Os militares e o poder

José Luiz Delgado
Professor de Direito da UFPE

Publicado em: 20/02/2019 03:00 Atualizado em: 20/02/2019 11:23

Como é público e notório, os derrotados de 2018 (e boa parte da mídia mais do que tendenciosa) vivem catando frases isoladas, pequenos episódios, o que for, para desancar o governo que os retirou do poder. Meteram o pau, impiedosamente, no vice-presidente, Hamilton Mourão, que achou de referir uma possibilidade teórica do que chamou “autogolpe”. Seria muito simples refutar essas críticas, bastando indagar (o que fiz a vários interlocutores) se “você garante que nunca, nem nos próximos 10, ou 20, ou 100 anos, as Forças Armadas darão algum golpe neste país?” É claro que ninguém pode assegurar isso – e era somente disso que o ingênuo vice-presidente falava: não de um golpe em curso, que estivesse sendo pensado e preparado, mas dessa hipótese, meramente teórica e longínqua, da possibilidade de outra intervenção militar na história brasileira.

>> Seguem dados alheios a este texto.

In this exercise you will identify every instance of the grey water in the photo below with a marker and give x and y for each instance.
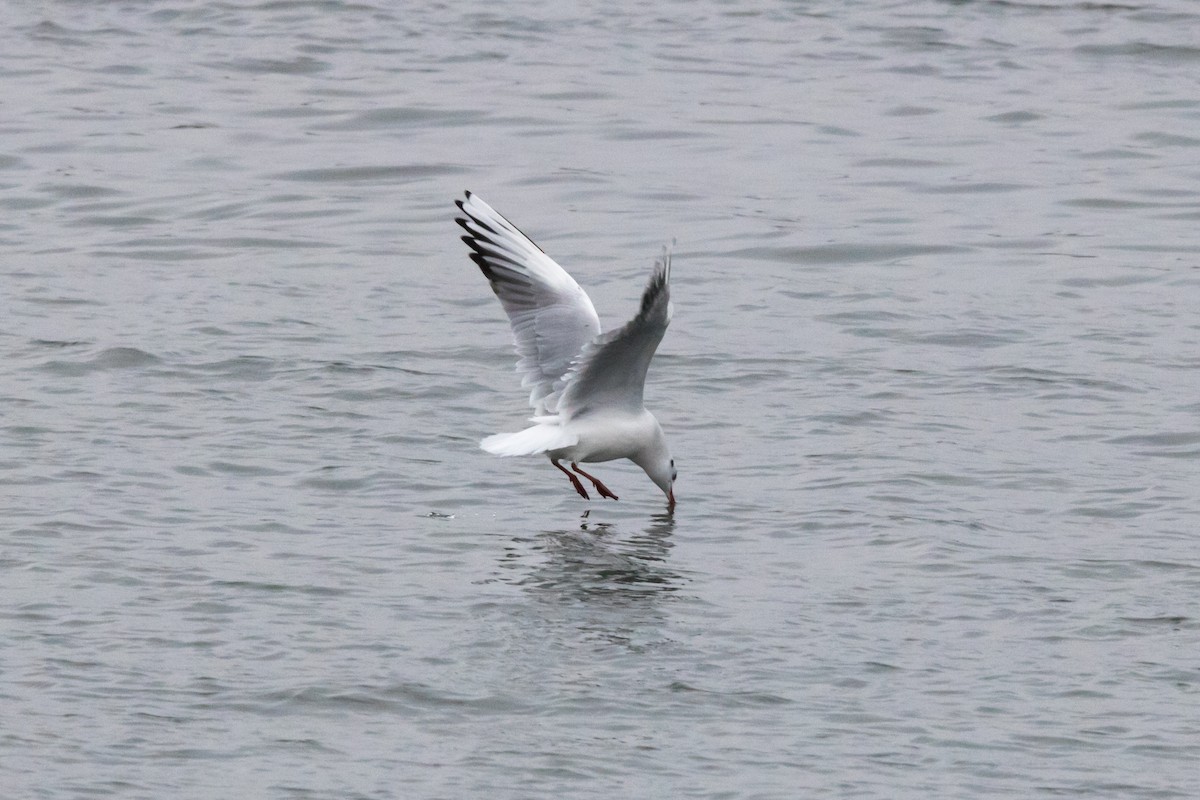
(933, 388)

Ainda voltarei a este assunto, que é fascinante e importantíssimo: saber de que é mesmo que a democracia depende. O que é que, efetivamente, a sustenta?

Por ora, quero apenas me divertir com o silêncio daqueles derrotados inconformados, que tanto deblateraram contra o vice-presidente e andam agora caladíssimos diante da continuidade do governo do chamado “usurpador” Maduro, na Venezuela. O que é mesmo que está sustentando Maduro, a não ser exatamente os militares? O governo venezuelano, a toda evidência, não tem mais apoio popular. Fraudou eleições e não admite convocar outras – limpas e honestas. Desrespeita a Assembleia Legislativa e até, para marginalizar o Legislativo constitucional, inventa outro órgão paralelo. Despreza e desrespeita a opinião pública interna (nem falo da internacional). E como se sustenta? Não é nem pelo apoio do Judiciário, que ele renomeou (o autêntico Judiciário se exilou, tais as perseguições que sofria). Sustenta-se somente pelo apoio dos militares. Apoio que será sincero ou não, será convicção genuína ou terá simplesmente sido comprado, com nomeações, promoções, vantagens, etc – mas que consiste essencialmente nisso: é a força militar, e tão somente ela, que sustenta o governo Maduro... E os nossos inconformadinhos brasileiros não dizem uma palavra a respeito, não repudiam essa intervenção militar, essa dependência relativamente aos militares... Para eles, é irrelevante, no caso da Venezuela, essa presença e essa predominância dos militares na vida pública.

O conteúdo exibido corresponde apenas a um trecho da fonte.